Apabila toksin menyerang otot pernafasan dapat mengakibatkan gagal nafas.15

2.1.9 Penatalaksanaan Guillain-Barré syndrome (GBS)

Tujuan terapi GBS adalah mengurangi beratnya penyakit dan mempercepat penyembuhan
melalui sistem imunitas (imunoterapi).1 Penatalaksanaan GBS, termasuk penggunaan IVIg harus
dimulai segera setelah diagnosis ditegakkan secara klinis. Aspek terpenting dari penatalaksanaan
GBS adalah terapi suportif. Pilihan imunoterapi pada penderita GBS terdiri dari plasmapharesis
dan IVIg. Plasmapheresis adalah terapi yang pertama terbukti efektif membantu penyembuhan
penderita GBS. Plasmapharesis umumnya dilakukan sebanyak lima kali dalam waktu dua
minggu sejak munculnya gejala. Namun karena kepraktisan dan ketersediaannya, IVIg menjadi
terapi pilihan. Dosis rekomendasi pada penderita yang tidak mampu berjalan adalah total IVIg 2
gram/kgBB yang dibagi merata dalam dosis harian selama lima hari. Efek samping yang sering
muncul adalah demam, mialgia, nyeri kepala, menggigil, mual, dan muntah.

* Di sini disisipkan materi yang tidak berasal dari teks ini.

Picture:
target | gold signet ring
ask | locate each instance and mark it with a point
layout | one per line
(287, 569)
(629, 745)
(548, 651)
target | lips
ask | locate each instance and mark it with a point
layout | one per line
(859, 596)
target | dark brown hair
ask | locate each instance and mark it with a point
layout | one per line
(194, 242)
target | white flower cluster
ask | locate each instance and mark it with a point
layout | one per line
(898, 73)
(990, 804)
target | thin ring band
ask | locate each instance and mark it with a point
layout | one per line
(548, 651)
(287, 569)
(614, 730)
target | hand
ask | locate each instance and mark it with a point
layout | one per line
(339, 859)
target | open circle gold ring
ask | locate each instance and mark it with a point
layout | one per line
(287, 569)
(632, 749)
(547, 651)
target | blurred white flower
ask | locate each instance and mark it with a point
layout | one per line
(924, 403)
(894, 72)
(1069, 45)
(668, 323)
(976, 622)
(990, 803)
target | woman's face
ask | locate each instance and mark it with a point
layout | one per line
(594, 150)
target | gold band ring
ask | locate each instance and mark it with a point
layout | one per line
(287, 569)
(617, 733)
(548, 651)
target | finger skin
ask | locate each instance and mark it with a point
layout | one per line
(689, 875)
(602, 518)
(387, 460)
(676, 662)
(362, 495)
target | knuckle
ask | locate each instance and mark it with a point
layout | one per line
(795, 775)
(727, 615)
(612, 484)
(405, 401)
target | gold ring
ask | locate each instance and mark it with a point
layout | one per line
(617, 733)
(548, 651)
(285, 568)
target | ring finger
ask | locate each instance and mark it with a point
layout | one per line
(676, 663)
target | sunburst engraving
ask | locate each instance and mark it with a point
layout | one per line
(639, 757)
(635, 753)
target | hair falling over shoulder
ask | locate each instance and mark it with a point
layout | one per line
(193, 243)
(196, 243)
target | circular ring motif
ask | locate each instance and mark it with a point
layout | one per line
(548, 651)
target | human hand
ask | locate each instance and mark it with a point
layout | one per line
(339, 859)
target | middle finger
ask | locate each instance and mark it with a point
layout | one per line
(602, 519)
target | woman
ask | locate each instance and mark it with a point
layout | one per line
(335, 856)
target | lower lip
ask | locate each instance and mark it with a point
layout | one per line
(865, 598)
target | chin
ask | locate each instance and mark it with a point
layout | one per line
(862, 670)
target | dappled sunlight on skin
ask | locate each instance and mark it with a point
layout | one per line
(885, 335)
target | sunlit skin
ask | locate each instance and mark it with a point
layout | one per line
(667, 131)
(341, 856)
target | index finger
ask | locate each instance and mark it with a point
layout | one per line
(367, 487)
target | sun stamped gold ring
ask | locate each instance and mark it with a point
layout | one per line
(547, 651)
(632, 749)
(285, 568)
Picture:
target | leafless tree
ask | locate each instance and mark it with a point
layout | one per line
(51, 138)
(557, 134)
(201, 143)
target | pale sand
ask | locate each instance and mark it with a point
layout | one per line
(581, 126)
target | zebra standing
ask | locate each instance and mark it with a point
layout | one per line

Reaksi
hipersensitivitas atau bahkan anafilaksis dapat terjadi.

12
Ketersediaan pedoman klinis yang berlaku secara global sangat penting, karena kemungkinan
wabah dari patogen baru dapat memicu terjadinya penyakit GBS. Berdasarkan konsensus yang
didapatkan dari tujuh kali analisis, ditetapkan 10 langkah penting diagnosis dan tatalaksana pada
pasien GBS meliputi diagnosis (menetapkan suspek GBS dan diagnosa GBS), tatalaksana akut
(penanganan di ICU, kapan dimulai pengobatan, pilihan terapi, pemantauan fungsi otonomik dan
reguler, komplikasi awal, dan progres klinis), dan Tatalaksana jangka panjang (prediksi
prognosis dan rehabilitasi).10

1. Tahap 1 – Suspek GBS


GBS harus dipertimbangkan sebagai diagnosis dari pasien yang memiliki progresif
kelemahan yang cepat pada kedua kaki dan kedua lengan yang progresif cepat, tanpa adanya
keterlibatan SSP atau penyebab lain yang jelas. Serta refleks menurun atau tidak ada pada
kebanyakan pasien. Disautonomia sering terjadi dan dapat mencakup tekanan darah atau
ketidakstabilan detak jantung, disfungsi pupil, dan disfungsi usus atau kandung kemih.10

2. Tahap 2 – Diagnosa GBS


Tidak adanya biomarker penyakit yang cukup spesifik dan sensitif, sehingga diagnosis GBS
berdasarkan pemeriksaan dan perjalanan klinis dan didukung oleh pemeriksaan tambahan seperti
pemeriksaan laboratorium, pemeriksaan CSF, pemeriksaan elektrodiagnostik dan imaging.10

3. Tahap 3 – Perawatan di ICU (Intensive Care Unit)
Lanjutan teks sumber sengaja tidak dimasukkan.